Main Content Region

Featured Exhibit

Resilience in Inland Southern California: Enduring Policing, Violence, and Poverty 
by Humberto Flores


The feature exhibit is available in-person at the LEAD Summit or through our Virtual Experience.


This photo exhibition documents the realities endured by Inland Empire communities, which include inequitable policing of the majority-minority region, violence, and poverty through visual sociology. Photographs are shot on film and digital and include portraits, street vendors, neighborhoods, and landmarks that have not only endured the aforementioned conditions but have resisted them. Photographs such as “Mapping Police Violence in the IE #1” aims to highlight Black and Brown people murdered by local law enforcement in hopes of creating a world where everyone can thrive and feel safe in their communities. “I’m From Where We Ain’t Never Seen a Beach #1” brings attention to the lifestyle of growing up in the IE 45 minutes away from the nearest beach. The majority of photos focus on Chicanos and their display of tattoos as a means of resistance to state violence and environmental racism in the IE. Humberto’s photography offers a deep and rigorous visualization that displays the processes through which larger structural patterns perpetuate inequities in low-income IE neighborhoods with a goal of reimagining a better world where care and health are prioritized over punishment and industrialization of warehouses.

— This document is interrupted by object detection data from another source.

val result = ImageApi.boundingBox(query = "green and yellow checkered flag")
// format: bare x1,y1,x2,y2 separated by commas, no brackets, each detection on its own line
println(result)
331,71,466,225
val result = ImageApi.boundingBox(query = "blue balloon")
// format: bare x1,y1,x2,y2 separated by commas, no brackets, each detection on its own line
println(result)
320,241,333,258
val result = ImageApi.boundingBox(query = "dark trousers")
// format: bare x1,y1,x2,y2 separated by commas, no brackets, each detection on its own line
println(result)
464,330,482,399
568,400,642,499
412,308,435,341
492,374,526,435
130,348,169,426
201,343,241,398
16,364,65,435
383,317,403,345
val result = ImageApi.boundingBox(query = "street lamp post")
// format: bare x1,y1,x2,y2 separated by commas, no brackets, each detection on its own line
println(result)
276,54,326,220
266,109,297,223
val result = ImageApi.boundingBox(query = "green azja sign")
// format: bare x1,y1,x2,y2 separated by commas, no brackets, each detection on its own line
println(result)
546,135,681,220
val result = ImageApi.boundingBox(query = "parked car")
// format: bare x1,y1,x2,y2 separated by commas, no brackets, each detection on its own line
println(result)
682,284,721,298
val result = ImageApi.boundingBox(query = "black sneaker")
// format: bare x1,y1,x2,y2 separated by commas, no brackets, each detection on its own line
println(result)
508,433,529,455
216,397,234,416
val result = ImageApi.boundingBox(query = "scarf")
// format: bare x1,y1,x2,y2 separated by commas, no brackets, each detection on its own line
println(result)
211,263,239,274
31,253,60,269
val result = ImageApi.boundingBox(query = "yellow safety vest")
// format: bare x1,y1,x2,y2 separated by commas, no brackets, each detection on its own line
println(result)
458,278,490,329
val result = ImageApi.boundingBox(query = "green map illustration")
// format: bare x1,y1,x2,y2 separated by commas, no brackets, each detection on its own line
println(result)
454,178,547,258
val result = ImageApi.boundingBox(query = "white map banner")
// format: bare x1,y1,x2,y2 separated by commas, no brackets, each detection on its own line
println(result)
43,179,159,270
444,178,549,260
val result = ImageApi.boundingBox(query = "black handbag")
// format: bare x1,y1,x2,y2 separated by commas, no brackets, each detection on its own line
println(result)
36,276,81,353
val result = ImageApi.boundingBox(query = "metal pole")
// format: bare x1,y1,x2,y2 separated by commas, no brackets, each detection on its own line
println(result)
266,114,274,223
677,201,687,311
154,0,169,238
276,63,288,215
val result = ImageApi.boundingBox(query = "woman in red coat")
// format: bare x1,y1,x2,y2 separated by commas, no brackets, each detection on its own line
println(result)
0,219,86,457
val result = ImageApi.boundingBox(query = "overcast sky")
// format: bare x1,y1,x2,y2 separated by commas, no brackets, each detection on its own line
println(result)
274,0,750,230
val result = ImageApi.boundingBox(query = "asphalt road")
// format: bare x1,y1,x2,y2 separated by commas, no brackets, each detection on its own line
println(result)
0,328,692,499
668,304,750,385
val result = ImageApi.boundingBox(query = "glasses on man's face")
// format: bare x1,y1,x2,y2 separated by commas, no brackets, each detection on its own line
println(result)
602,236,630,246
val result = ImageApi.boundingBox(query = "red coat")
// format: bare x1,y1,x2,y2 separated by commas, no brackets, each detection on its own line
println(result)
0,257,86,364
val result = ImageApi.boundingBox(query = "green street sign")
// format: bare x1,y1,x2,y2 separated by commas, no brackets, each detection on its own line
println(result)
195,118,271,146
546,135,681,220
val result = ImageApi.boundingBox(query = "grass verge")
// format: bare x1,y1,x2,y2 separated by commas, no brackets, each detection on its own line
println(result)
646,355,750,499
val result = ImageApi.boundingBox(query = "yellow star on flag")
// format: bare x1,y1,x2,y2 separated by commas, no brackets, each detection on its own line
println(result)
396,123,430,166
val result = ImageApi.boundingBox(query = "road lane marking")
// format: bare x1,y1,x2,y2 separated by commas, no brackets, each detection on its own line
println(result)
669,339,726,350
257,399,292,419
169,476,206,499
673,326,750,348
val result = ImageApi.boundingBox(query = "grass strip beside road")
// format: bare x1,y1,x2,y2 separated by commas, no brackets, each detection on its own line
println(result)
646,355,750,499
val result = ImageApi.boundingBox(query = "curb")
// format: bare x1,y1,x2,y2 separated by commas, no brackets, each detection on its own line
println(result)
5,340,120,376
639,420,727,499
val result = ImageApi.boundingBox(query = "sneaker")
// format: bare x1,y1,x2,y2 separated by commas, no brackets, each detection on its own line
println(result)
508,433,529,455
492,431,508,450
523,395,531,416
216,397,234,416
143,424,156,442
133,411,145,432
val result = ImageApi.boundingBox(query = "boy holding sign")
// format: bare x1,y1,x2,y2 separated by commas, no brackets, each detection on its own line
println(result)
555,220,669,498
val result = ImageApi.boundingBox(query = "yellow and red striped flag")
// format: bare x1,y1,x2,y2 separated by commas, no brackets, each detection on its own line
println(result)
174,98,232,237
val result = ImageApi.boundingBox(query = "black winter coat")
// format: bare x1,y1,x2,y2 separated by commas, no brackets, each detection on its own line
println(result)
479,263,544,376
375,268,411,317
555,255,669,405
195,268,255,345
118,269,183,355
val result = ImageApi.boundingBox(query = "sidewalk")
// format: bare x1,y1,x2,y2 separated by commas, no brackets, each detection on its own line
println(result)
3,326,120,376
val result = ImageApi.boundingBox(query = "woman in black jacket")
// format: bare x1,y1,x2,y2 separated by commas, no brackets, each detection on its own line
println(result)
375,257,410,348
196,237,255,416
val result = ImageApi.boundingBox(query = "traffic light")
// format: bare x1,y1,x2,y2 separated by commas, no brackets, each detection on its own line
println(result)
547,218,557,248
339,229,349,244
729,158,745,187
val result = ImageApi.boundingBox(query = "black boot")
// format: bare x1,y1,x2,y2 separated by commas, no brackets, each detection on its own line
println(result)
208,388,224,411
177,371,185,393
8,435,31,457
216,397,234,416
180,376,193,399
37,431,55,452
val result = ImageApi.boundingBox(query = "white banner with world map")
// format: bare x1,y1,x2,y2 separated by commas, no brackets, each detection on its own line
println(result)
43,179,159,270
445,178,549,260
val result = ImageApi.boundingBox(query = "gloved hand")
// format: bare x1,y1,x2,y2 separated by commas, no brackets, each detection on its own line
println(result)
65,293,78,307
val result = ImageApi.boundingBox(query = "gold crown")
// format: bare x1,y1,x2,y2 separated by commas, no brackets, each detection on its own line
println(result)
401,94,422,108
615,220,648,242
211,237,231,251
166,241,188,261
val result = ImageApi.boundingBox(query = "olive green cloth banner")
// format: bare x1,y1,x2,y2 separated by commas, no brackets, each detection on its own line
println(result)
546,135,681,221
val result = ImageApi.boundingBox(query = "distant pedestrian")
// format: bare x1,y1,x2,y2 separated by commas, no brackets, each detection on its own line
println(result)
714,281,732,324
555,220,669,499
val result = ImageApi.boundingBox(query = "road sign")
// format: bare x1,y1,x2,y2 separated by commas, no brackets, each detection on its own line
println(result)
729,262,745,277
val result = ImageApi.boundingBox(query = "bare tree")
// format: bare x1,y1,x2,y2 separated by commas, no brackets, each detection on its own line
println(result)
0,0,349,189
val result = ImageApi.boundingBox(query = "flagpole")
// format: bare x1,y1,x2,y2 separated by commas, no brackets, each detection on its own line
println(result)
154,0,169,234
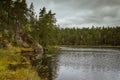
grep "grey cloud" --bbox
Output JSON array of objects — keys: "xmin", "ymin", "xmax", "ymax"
[{"xmin": 27, "ymin": 0, "xmax": 120, "ymax": 27}]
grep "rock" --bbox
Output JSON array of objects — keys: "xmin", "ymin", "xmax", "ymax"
[{"xmin": 34, "ymin": 43, "xmax": 43, "ymax": 53}]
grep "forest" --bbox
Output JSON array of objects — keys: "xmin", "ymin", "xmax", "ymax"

For more of his work follow @trusthashooter on Instagram.  Below are just some of the photographs from the full exhibit.

Tiendas

Melissa

Riverside Police

Westside Trigger

Young Evil

Spookie

Humberto Flores

Humberto Flores

Humberto (Beto) Flores is a first-generation Chicano from the Inland Empire, California. While his lived experiences with police, unfortunately, shaped much of his life, they also now fuel his intellectual curiosity and desire to pursue a Ph.D. Beto is interested in conducting policy-oriented research on legal cynicism and police illegitimacy in Inland Southern California and aims to bridge his research with his photography as a hobby.